Più che aforismi e battute, per quanto abbondino, il suo è uno stile torrentizio senza l’italiano da maestrine ma, al contrario, sufficientemente libero come si confà a tal modo di scrivere. Beh, uno potrebbe scrivere denso pure secondi i canoni della grammatica e della sintassi. È questione di esserne capaci e di volerlo. Spesso si fa di necessità virtù. Quando uno si è fatto un nome, dunque è entrato od è stato fatto entrare nei giri commerciali, poi gli incensatori di vocazione o per interesse compaiono come i funghi dopo la pioggia.  

Il presente compulsivo della scrittura?! Beh, lo stile torrentizio tende ad essere presente, visto che ti scorre impetuoso sotto il naso, qualunque siano i tempi dei verbi.

Fondazione del punto di vista?! Perché, il punto di vista, necessita di essere fondato?

Scheletri luminosi del metalinguaggio? Metalinguaggio o proprio linguaggio come linguaggio oggetto definito attraverso la supposizione di una lingua italiana come metalinguaggio? Od il proprio linguaggio come metalinguaggio avente come linguaggio oggetto la propria visione del mondo? O, più banalmente, uno stile espositivo sufficientemente libero senza attenersi ai formalismi della lingua. Ciò che rende il tutto sia più ostico che più denso, o più denso ma meno scorrevole se non abbandonandosi ad una lettura torrentizia senza porsi troppi problemi di comprensione razionale nutrendosi invece dei suoni che si creano nella proprie mente che scorre le parole e le frasi del testo.

Lo stile messo in esercizio, o lo scrivente o scrittore che si diverte, sembra, con le stesse ambiguità escono dallo scrivere?

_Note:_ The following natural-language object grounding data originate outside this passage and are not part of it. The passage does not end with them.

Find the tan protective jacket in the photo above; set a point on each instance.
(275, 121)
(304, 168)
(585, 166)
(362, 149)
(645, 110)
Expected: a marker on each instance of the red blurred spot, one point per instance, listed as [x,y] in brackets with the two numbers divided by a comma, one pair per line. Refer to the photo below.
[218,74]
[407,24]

Ma anche l’affermazione di un linguaggio espositivo costruito con parole ed espressioni che si sovrappongono e cozzano tra di loro, che non si riesce a superare o semplicemente non lo si vuole, non lo si vuole nel senso che proprio non l’autore non ci prova, non ci vuole provare o non riesce.

Alterità linguistica?! Giochetti di parole, battute, trasformati in letteratura. In effetti sono letteratura, essi stessi quando fatti testo scritto. Cosa è altro e cosa è identico quando si scrive? Quali linguaggi sono identici e quali altri?

Il ludo verbale?! È che magari non sa scrivere in altro modo. Si può fingere diletto perché manca la policromicità espressiva di un vero scrittore, sempre che esistano i “veri scrittori”. In Busi, l’immaturità espressiva è evidente. Non è costruita, come lo sarebbe in un “vero scrittore”. Ma alla fine uno scrive come sa, e viene apprezzato o meno su questa base, per quanto l’industria culturale segua proprie logiche ed imponga gli autori.

Realtà manipolate?! È la logica della scrittura crearsi le realtà si desiderano o si desidera rappresentare. La scrittura, come qualunque linguaggio, è manipolazione. Fa esistere quel che vuole per il solo fatto di raccontarlo, di dirlo.

Sociologo e filosofo ma non scrittore?! Quale è poi la differenza, salvo forzare le conoscenze nei cunicoli ristretti delle discipline formalizzate?

Modo di scrivere manierato?! Forse è l’autore ad esserlo, per cui si limita ad esprimere sé stesso con naturalezza. 

Pagliaccio delirante ed arrogante?! Che scrittore ‘serio’ non lo è?



Busi, A., El especialista de Barcelona, Dalai Editore, Milano, Italy, 2012.